Kiko sintió compasión y pena por aquel hombre, a quien seguramente la necesidad le habría llevado a realizar un trabajo por el que le pagarían menos de lo que valdría su gabardina. Le echó un brazo por los hombros y con voz queda le preguntó:
—¿Cómo te llamas?
—Alí —respondió volviendo la cabeza hacia él.
—Está bien Alí, ya hablaré con don José para que te compre otra, ¿vale? Anda, vamos, que tengo prisa.
Alí, al escuchar aquel nombre, giró envuelto en pantomima trágica y comenzó a subir el promontorio profiriendo algún juramento en árabe, sin dejar de mirar los rotos de la gabardina. Llegó cerca de un camino donde, entre la lluvia, Kiko pudo distinguir un destartalado Peugeot 505.
—Aquí están —señaló parándose ante tres fardos envueltos en plástico.
***
Desde que la zodiac fue descubierta por el radar, la patrullera se convirtió en un hervidero. Presidido por un silencio casi absoluto, cada miembro de la tripulación ocupó un lugar determinado. Chalecos salvavidas, ropas de agua, visores nocturnos, prismáticos, bicheros de abordaje y otro sinfín de elementos fueron pasando de mano en mano hasta que todos quedaron equipados y listos para la acción.

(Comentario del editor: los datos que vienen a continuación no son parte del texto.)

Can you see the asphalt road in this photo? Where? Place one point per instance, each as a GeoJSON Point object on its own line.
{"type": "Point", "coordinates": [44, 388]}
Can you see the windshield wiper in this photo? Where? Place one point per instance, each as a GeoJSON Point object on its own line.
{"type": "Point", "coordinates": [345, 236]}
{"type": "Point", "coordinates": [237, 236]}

El ambiente estaba cargado, tenso, lleno de ansiedad contenida, de miradas cortas y fugaces.
—Ya la veo —comentó el que portaba el visor nocturno—. Ahí está. Ahora entra en la Isla del Perejil.

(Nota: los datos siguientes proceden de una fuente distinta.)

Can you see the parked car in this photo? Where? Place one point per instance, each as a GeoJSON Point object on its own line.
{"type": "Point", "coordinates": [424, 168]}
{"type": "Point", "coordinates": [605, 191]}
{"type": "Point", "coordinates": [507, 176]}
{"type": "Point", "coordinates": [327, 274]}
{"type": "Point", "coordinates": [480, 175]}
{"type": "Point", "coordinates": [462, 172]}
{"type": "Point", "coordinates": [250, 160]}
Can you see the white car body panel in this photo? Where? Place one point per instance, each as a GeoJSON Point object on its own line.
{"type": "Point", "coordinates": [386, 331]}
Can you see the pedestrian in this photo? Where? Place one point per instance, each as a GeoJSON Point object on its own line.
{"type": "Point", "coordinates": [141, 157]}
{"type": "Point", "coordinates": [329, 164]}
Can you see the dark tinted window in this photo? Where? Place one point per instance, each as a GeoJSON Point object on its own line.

La adrenalina casi se podía palpar dentro del habitáculo.
—Base, aquí cero, cero, uno. La tenemos localizada. Acaba de entrar en la Isla del Perejil. Cambio —anunció Valdivieso dejando escapar cierto nerviosismo en su voz.
—Enterado cero, cero, uno. Dejad que se adentre en el Estrecho un par de millas y luego la abordáis. Lo comunicaré a la cero, cero, dos. Corto.
***
Kiko colocó los fardos en la proa de la zodiac y comenzó a dar atrás despacio. La quilla rechinó sobre la arena a modo de despedida y la figura triste de Alí se perdió en la oscuridad.
Mientras viraba, observó los paquetes que tenía delante y pensó de nuevo en los diez mil euros que Salvari le entregaría por ellos y en la persona que acababa de dejar en la playa. ¿Cuánto le pagarían al de la gabardina rota? Un sabor amargo le invadió el paladar. Seguía pareciéndole demasiado dinero por aquel trabajo. Esa cantidad no la ganaba él ni en dos años pescando. Otra vez las palabras del abuelo resonaron en sus oídos. “Kiko, no te dejes engatusar por el brillo. El mejor oro, con el tiempo oscurece”. Definitivamente ésta sería la primera y la última. Comenzaba a sentirse harto de los insultos de Salvari. Él no era el criado de nadie. El trabajo ya estaba hecho, pero no volvería a liarlo con otra historia como aquélla.